= ECRYPT =

European information security initiative

ECRYPT (European Network of Excellence in Cryptology) was a 4-year European research initiative launched on 1 February 2004 with the stated objective of promoting the collaboration of European researchers in information security, and especially in cryptology and digital watermarking.

ECRYPT listed five core research areas, termed "virtual laboratories": symmetric key algorithms (STVL), public key algorithms (AZTEC), protocol (PROVILAB), secure and efficient implementations (VAMPIRE) and watermarking (WAVILA).

In August 2008 the network started another 4-year phase as ECRYPT II.

== ECRYPT II products ==

=== Yearly report on algorithms and key lengths ===

During the project, algorithms and key lengths were evaluated yearly. The most recent of these documents is dated 30 September 2012.

==== Key sizes ====

Considering the budget of a large intelligence agency to be about US$300 million for a single ASIC machine, the recommended minimum key size is 84 bits, which would give protection for a few months. In practice, most commonly used algorithms have key sizes of 128 bits or more, providing sufficient security also in the case that the chosen algorithm is slightly weakened by cryptanalysis.
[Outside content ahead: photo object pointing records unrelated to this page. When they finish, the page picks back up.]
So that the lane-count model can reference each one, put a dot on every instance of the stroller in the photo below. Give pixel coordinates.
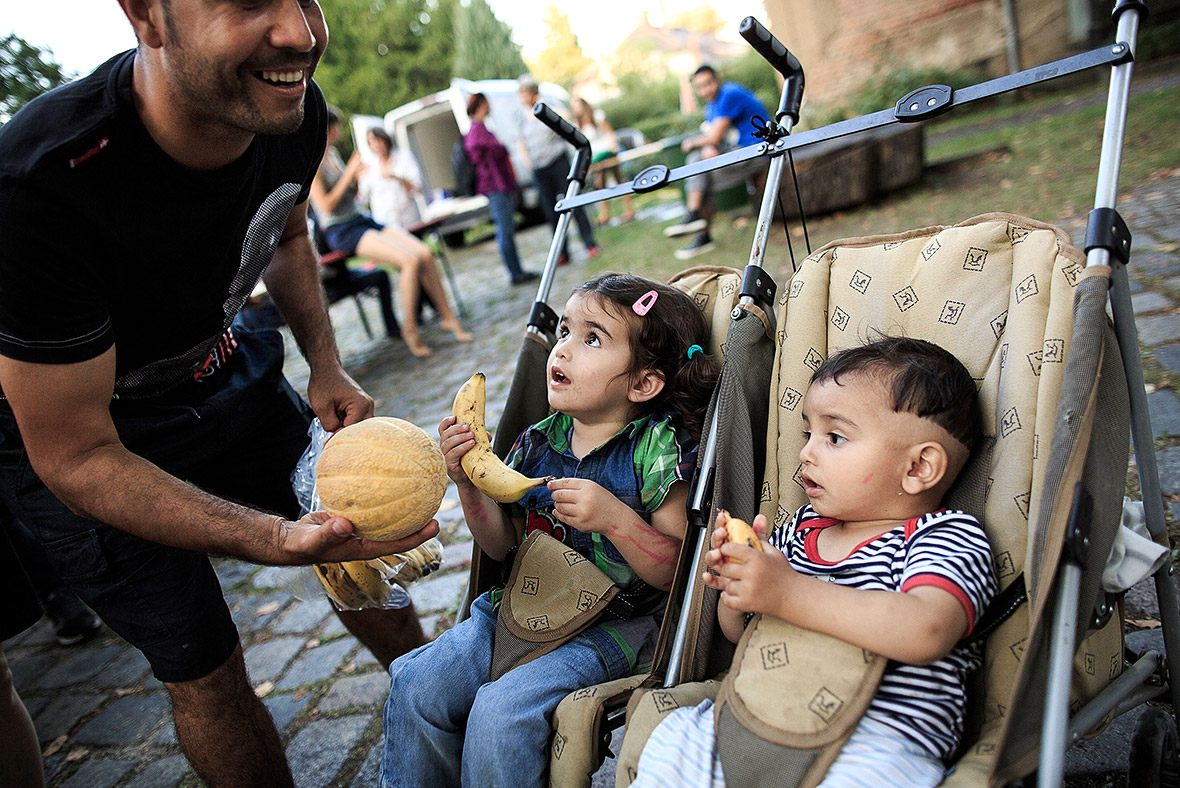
(1061, 388)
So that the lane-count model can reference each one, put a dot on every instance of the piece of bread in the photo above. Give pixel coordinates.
(739, 531)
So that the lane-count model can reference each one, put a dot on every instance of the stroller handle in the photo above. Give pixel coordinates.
(785, 63)
(561, 126)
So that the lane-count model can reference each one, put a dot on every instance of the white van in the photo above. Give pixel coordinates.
(430, 126)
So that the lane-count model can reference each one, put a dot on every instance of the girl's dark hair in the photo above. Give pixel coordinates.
(660, 341)
(380, 133)
(922, 378)
(474, 102)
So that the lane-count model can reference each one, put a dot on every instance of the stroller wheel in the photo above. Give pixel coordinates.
(1154, 752)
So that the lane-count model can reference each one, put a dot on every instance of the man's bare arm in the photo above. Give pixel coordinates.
(63, 412)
Different kinds of keys are compared in the document (e.g. RSA keys vs. EC keys). This "translation table" can be used to roughly equate keys of other types of algorithms with symmetric encryption algorithms. In short, 128 bit symmetric keys are said to be equivalent to 3248 bits RSA keys or 256-bit EC keys. Symmetric keys of 256 bits are roughly equivalent to 15424 bit RSA keys or 512 bit EC keys. Finally 2048 bit RSA keys are said to be equivalent to 103 bit symmetric keys.

Among key sizes, 8 security levels are defined, from the lowest "Attacks possible in real-time by individuals" (level 1, 32 bits) to "Good for the foreseeable future, also against quantum computers unless Shor's algorithm applies" (level 8, 256 bits). For general long-term protection (30 years), 128 bit keys are recommended (level 7).

==== Use of specific algorithms ====

Many different primitives and algorithms are evaluated. The primitives are:

- symmetric encryption algorithms such as 3DES and AES;
- block cipher modes of operation such as ECB, CBC, CTR and XTS;
- authenticated encryption methods such as GCM;
- stream ciphers RC4, eSTREAM and SNOW 2.0;
- hashing algorithms MD5, RIPEMD-128/160, SHA-1, SHA-2 and Whirlpool;
- MAC algorithms HMAC, CBC-MAC and CMAC;
- asymmetric encryption algorithms ElGamal and RSA;
- key exchange schemes and algorithms such as SSH, TLS, ISO/IEC 11770, IKE and RFC 5114;
- key encapsulation mechanisms RSA-KEM and ECIES-KEM;
- signature schemes such as RSA-PSS, DSA and ECDSA; and
- public key authentication and identification algorithm GQ.

Note that the list of algorithms and schemes is non-exhaustive (the document contains more algorithms than are mentioned here).

=== Main Computational Assumptions in Cryptography ===

This document, dated 11 January 2013, provides "an exhaustive overview of every computational assumption that has been used in public key cryptography."

=== Report on physical attacks and countermeasures ===

The "Vampire lab" produced over 80 peer-reviewed and joined authored publications during the four years of the project. This final document looks back on results and discusses newly arising research directions. The goals were to advance attacks and countermeasures; bridging the gap between cryptographic protocol designers and smart card implementers; and to investigate countermeasures against power analysis attacks (contact-based and contact-less).